Tax Act Tip: Employee Expense Rules Have Changed

One of the things that’s going away under the new tax reform laws implemented this year is an employee’s ability to deduct unreimbursed expenses related to their job.

Farewell to miscellaneous itemized deductions

The deduction for unreimbursed employee expenses was among the qualified 2-percent miscellaneous itemized deductions that were eliminated by the Tax Cuts and Jobs Act (TCJA) passed in late 2017. This could be a blow for employees who had relied on it to deduct unreimbursed expenses for such things as work-related meals, entertainment, gifts, lodging, tools, supplies, professional dues, licensing fees, work clothes and work-related education.

A win-win solution

If you are an employee who has used this tax deduction, here are some tips to minimize its loss:

  • Determine the impact. Review your past tax records to help estimate how much you expect to pay in unreimbursed work expenses and what the tax deduction was worth to you.
  • Discuss the situation with your employer. If the loss of this deduction is a hardship, talk to your employer about how you will be affected.
  • The win-win. Ask your employer to consider reimbursing you for your work-related expenses directly. Your employer can probably deduct those expenses from their business return without increasing your taxable income.

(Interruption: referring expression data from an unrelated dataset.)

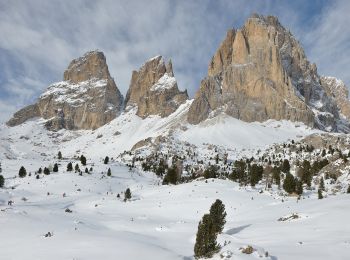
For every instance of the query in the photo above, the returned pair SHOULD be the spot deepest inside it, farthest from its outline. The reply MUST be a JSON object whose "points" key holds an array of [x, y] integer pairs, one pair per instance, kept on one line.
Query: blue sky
{"points": [[40, 38]]}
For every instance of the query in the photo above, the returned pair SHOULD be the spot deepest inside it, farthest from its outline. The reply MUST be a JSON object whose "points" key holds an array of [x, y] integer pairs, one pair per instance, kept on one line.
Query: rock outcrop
{"points": [[87, 98], [260, 72], [153, 89], [340, 92]]}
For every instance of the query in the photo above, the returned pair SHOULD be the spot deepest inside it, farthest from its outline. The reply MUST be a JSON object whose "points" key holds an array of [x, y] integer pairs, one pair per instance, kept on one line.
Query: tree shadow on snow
{"points": [[236, 230]]}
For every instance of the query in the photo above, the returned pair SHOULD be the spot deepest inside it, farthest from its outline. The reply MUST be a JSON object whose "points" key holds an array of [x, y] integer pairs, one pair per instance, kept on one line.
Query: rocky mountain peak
{"points": [[87, 98], [153, 89], [339, 91], [91, 65], [261, 72]]}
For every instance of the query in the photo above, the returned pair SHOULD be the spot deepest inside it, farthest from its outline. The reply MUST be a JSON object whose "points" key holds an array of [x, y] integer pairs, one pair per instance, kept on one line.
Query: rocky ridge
{"points": [[87, 98], [261, 72], [337, 89], [153, 89]]}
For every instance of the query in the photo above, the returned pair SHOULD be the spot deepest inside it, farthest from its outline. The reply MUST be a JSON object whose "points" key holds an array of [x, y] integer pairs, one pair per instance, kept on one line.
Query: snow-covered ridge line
{"points": [[164, 83]]}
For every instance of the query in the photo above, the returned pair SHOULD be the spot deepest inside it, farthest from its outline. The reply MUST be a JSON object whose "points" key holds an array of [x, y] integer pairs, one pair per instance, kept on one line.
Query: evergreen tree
{"points": [[285, 166], [306, 173], [46, 171], [2, 181], [255, 173], [171, 176], [218, 214], [289, 183], [69, 167], [206, 244], [276, 175], [22, 172], [127, 194], [83, 160], [210, 172], [106, 160], [299, 187], [321, 187], [55, 168], [76, 168], [320, 196]]}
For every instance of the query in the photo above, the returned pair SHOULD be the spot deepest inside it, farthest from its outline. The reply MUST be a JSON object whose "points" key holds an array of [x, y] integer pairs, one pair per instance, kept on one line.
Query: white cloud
{"points": [[40, 38]]}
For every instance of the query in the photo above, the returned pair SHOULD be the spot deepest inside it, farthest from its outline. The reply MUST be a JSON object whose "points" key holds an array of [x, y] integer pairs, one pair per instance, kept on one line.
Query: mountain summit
{"points": [[261, 72], [153, 89], [87, 98]]}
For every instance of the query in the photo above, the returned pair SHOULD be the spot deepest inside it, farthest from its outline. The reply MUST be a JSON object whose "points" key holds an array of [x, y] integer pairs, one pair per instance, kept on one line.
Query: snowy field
{"points": [[160, 222]]}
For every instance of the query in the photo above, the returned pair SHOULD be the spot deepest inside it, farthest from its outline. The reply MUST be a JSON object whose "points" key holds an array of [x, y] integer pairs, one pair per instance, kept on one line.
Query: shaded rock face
{"points": [[260, 72], [153, 89], [87, 98], [340, 92]]}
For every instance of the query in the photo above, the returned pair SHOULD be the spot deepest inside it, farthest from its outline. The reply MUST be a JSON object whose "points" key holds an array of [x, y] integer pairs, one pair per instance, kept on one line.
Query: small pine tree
{"points": [[22, 172], [206, 244], [46, 171], [320, 196], [289, 183], [210, 172], [55, 168], [76, 168], [299, 187], [83, 160], [106, 160], [285, 166], [2, 181], [127, 194], [218, 214], [321, 187], [69, 167], [171, 176]]}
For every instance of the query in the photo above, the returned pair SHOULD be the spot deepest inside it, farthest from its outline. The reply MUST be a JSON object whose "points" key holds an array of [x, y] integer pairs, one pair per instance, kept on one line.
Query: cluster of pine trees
{"points": [[209, 227]]}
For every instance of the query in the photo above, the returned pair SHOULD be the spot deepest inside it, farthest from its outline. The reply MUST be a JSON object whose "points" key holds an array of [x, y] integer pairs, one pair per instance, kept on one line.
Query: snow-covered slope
{"points": [[31, 139], [160, 222]]}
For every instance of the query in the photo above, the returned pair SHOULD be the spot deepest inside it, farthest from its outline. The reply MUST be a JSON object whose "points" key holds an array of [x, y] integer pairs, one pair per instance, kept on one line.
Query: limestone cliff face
{"points": [[340, 92], [153, 89], [260, 72], [87, 98]]}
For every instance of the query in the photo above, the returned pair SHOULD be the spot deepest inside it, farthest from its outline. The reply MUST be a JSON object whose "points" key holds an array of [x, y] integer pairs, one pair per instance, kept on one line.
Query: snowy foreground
{"points": [[160, 222]]}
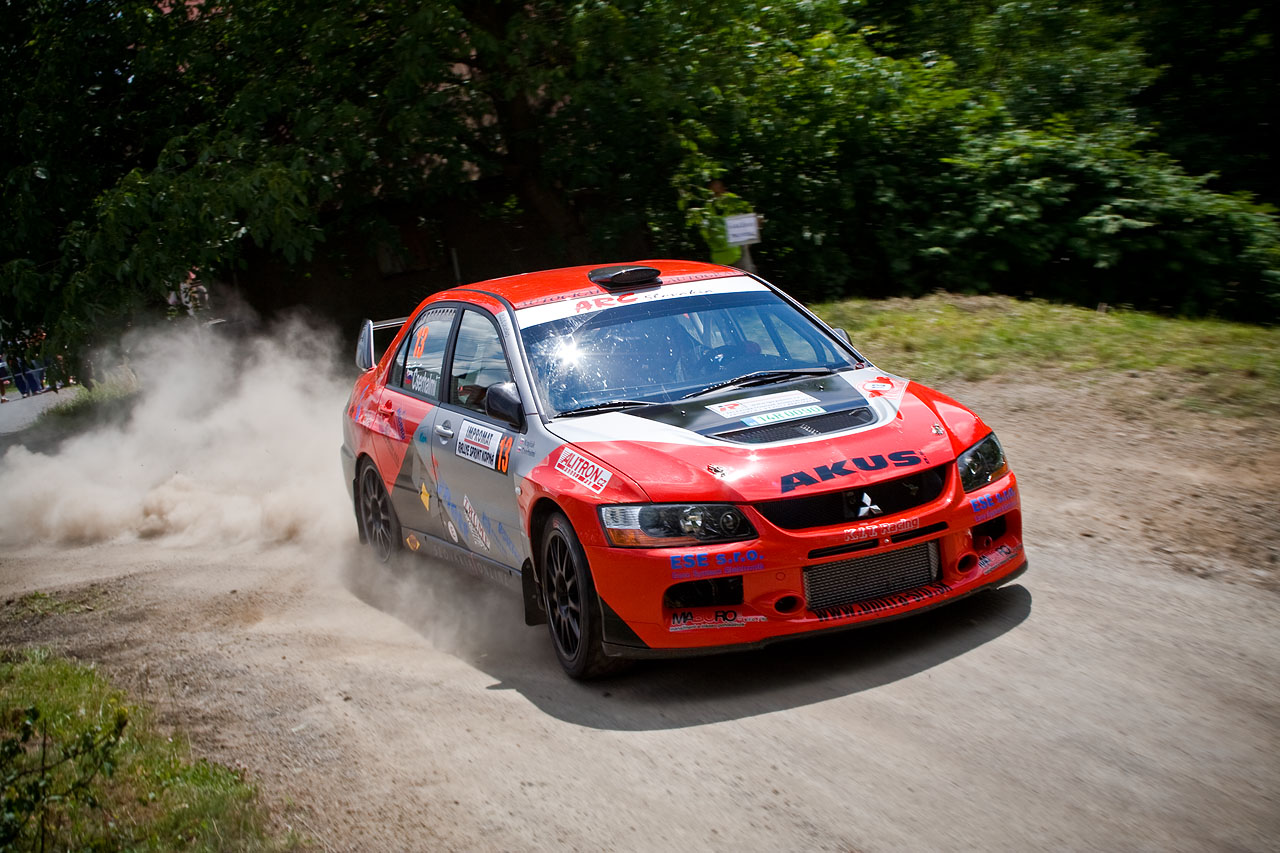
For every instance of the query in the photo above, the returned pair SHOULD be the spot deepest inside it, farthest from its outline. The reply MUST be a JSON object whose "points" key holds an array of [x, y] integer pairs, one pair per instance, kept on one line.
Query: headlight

This will save them tax dollars when compared with the cost of raising your pay in order to indirectly compensate you for your unreimbursed expenses.

If you are an employer, consider talking to your employees about their unreimbursed expenses now that the tax laws have changed. If you wish to reimburse their qualified business expenses, make sure your reporting adheres to IRS accountable plan rules so that your reimbursements are deductible as a business expense and do not add to your employees’ incomes.